Agruras de uma acusação leviana

Por Verner Everton Carmona em 14/07/2009 na edição 546

A consolidação do regime democrático tem sido um dos maiores desafios à população bem como às autoridades constituídas do nosso país. É dela que provém, inclusive, o conceito de liberdade de imprensa, um tema bastante caro aos homens que, envoltos em atitudes suspeitas, insistem em intimidar e perseguir indivíduos que realizam o chamado jornalismo sério.

Falo a respeito desse tema com a certeza de quem sofreu, na própria pele, as agruras de uma acusação leviana, infundada, movida pelos advogados contratados pelo 2º secretário da Assembléia Legislativa do Estado de São Paulo (Alesp), deputado estadual Aldo Demarchi (DEM), em meados do ano de 2007.

Tudo porque havia escrito artigo no jornal Inovação, da cidade de Santa Gertrudes (SP), com o título ‘De olho nos candidatos’. Este artigo procurava elucidar a necessidade dos leitores analisarem a vida pregressa dos postulantes a várias modalidades de cargo público nas eleições presidenciais de 2006.

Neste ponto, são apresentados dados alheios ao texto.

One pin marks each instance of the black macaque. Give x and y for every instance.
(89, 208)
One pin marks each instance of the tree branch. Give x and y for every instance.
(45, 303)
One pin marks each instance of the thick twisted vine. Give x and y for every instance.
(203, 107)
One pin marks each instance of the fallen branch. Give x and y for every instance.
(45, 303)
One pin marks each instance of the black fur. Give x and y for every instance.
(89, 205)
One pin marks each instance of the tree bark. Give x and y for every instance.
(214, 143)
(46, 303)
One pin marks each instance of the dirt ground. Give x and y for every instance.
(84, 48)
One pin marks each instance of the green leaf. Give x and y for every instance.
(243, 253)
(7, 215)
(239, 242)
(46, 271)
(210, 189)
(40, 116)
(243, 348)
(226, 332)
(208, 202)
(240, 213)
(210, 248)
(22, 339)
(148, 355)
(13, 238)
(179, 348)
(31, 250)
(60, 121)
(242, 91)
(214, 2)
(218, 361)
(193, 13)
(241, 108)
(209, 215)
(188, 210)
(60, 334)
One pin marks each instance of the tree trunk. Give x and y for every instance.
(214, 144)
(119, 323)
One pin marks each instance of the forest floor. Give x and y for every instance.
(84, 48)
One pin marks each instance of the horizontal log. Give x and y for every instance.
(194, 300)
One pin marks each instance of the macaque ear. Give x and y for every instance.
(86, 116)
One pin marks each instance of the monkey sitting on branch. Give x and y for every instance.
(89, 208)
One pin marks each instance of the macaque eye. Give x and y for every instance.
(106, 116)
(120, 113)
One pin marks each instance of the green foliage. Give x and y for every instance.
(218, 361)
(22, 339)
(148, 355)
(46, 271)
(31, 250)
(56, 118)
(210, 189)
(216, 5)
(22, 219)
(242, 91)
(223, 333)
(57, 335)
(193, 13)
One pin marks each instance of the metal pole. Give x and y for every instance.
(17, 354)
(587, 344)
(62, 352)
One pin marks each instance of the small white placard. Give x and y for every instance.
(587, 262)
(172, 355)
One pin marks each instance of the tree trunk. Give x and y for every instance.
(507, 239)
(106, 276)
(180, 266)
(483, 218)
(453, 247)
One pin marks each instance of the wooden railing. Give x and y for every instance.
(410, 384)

Tinha como referência o site da organização não-governamental Transparência Brasil, que vem desenvolvendo extraordinário trabalho no sentido de identificar e divulgar os políticos que possuem a chamada ‘ficha suja’, ou seja, pendências e processos judiciais em várias instâncias, independentemente do trânsito em julgado. A própria Associação dos Magistrados do Brasil (AMB) adotou atitude semelhante nas eleições municipais do ano passado, prestando relevante serviço à sociedade.

Injúria e difamação

O deputado estadual que decidiu me transformar em réu enquadra-se na categoria dos ‘fichas sujas’. Possui vários processos na esfera criminal e eleitoral. Muitas das ações às quais responde encontram-se prescritas, talvez em virtude dele possuir condições financeiras suficientes para pagar bons defensores e devido à morosidade característica dos diversos setores do Poder Judiciário do nosso país.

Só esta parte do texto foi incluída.